I am doing this to avoid the training conundrum ‘Yeah, this has all been very interesting but right now I don’t have the time and right situation at hand …’

In my opinion if you don’t go out immediately after the training and walk the talk, your motivation will decrease rather dramatically. Not that I have researched, but my feeling tells me that the half-life is about one week. So, after two weeks your motivation is down to a quarter.

Also, I see best results when whole teams get a company private class. Even better when their superiors join in too, if not for the entire training but for the last 3 hours of the second day when we create the Change Backlog. This exercise creates a transparency which hardly can be reproduced in a later setting. At the end of day two, most of my students are really enthusiastic to get started and the managers sense this as well. 
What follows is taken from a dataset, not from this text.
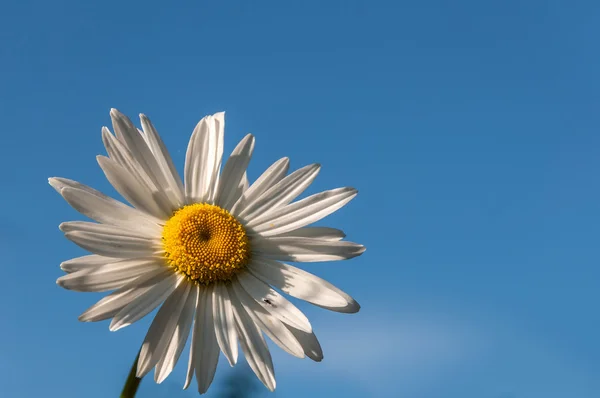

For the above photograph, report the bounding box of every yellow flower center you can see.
[162,203,251,284]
High chances of success: An enthusiastic team with management support: you are ready to roll on your path to agility.

An Agile Transition done Right



A little over a year, I kicked off an agile change program at a leading swiss devices company. Two weeks ago, I had a chance to visit them during an open house on their new premisses.

This company was fully committed to walk the talk, they decided to do what needed doing.
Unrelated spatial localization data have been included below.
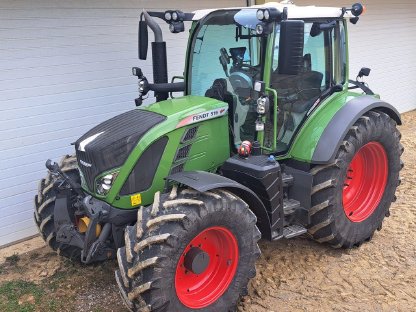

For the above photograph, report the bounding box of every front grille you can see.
[76,150,96,191]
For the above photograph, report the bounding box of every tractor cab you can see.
[135,3,357,156]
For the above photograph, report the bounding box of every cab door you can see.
[269,20,346,155]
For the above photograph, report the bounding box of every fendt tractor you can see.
[34,2,403,311]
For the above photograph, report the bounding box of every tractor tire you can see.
[115,187,261,312]
[34,154,82,261]
[308,110,403,248]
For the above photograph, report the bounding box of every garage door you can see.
[288,0,416,113]
[0,0,246,247]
In August 2010, we started of with a five day PSD (Java) Scrum.org training. I trained 12 very strong developers of various expericene levels. This training was intended to ascertain whether they really want to work in an agile manner. Brave move from management, but to no surprise the developers fell in love with Agile and Scrum and were hooked on day three of the five day training. This training is excellent!
After the developers gave their thumbs up, it took about a month to set everything in motion. This is is a mid size company with over 300 employees at their head quarters. Once we got the ball rolling the company was ready. They had torn down walls to create right sized team rooms, organized great Story Boards or shall I say walls. Again, they were serious. In the first two weeks, apart from coaching the teams, I trained ten people as Scrum Master (PSM) and ten more as Product Owner (PSPO). We didn’t really know who is going to fulfill which role, we just knew that the future person would be coming from those groups. Also, the intention was to really create an agile culture and what could be better then to reach out and train and convince as many people as possible. After that I gave about ten introductions to Scrum, each lasting about two hours; the target audience was marketing, sales, support and other departments on the projects periphery.
For the frist two sprints — 2 weeks in duration — I was coaching a 100%. Essentially being a Scrum Master. After two Sprints I was only around at the beginning and at the end of the Sprint. During my absence the teams had the chance to walk on their own without training wheels, getting first-hand experience into when they started to struggle. After 5 Sprints the teams decided on their own who should replace me as the Scrum Master. In the remaing four Sprints, I worked closely together with my replacements. My presence became less and less. At the end it was about 20% of the time. By the end of last year, they didn’t need me anymore and I moved on.
This whole engagment lasted about four month in calendar time and about two month of coaching from my side.

Now, during the open hours, I had the chance to meetup with a couple of guys from the old teams and we chatted a little. It was a great to see, that all of them really had drunken the agile CoolAid. They did not roll back one inch – instead they kept on pushing hard. Now, there are three teams and more coming soon.
For me and my company effective agile. this coaching approach has become my favorite modus operandi for change engagements.


By the way, the last two releases were two and six weeks early! It humbles me to know, that I was the initation.